Empowering the digital opportunity in South Africa
In order for South Africans and local organisations to be able to capitalise on all the capabilities and services mentioned able, they require the infrastructure and tools from within the country. Microsoft is opening two local data centre regions, in Cape Town and Johannesburg, by the end of this year. This will bring the Microsoft Cloud to South Africa, along with all the benefits that entails including data residency, enabling industries that are required by regulation to keep certain data within the borders of South Africa, to move to the cloud, and realise the benefit.
As a result of the increased adoption of cloud services in South Africa, 53 000 new jobs opportunities will be created in the economy.
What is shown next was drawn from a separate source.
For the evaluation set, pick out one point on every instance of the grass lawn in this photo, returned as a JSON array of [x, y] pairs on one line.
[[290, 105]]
Microsoft has already created the platforms through which companies can prepare their staff and people can gain the technical skills required to fill these posts for free through platforms such as Cloud Society. Besides upskilling staff, these platforms enable businesses to create value for their customers and maintain a competitive advantage in a digital-first world.
In addition, Microsoft’s local investment to build a strong partner network in South Africa is empowering local businesses to create innovative local offerings. For every Rand that Microsoft generated, its partners managed to deliver downstream revenue of R8.84. The capable ecosystem is allowing Microsoft to deliver on its mandate to empower every South African and local business to achieve more.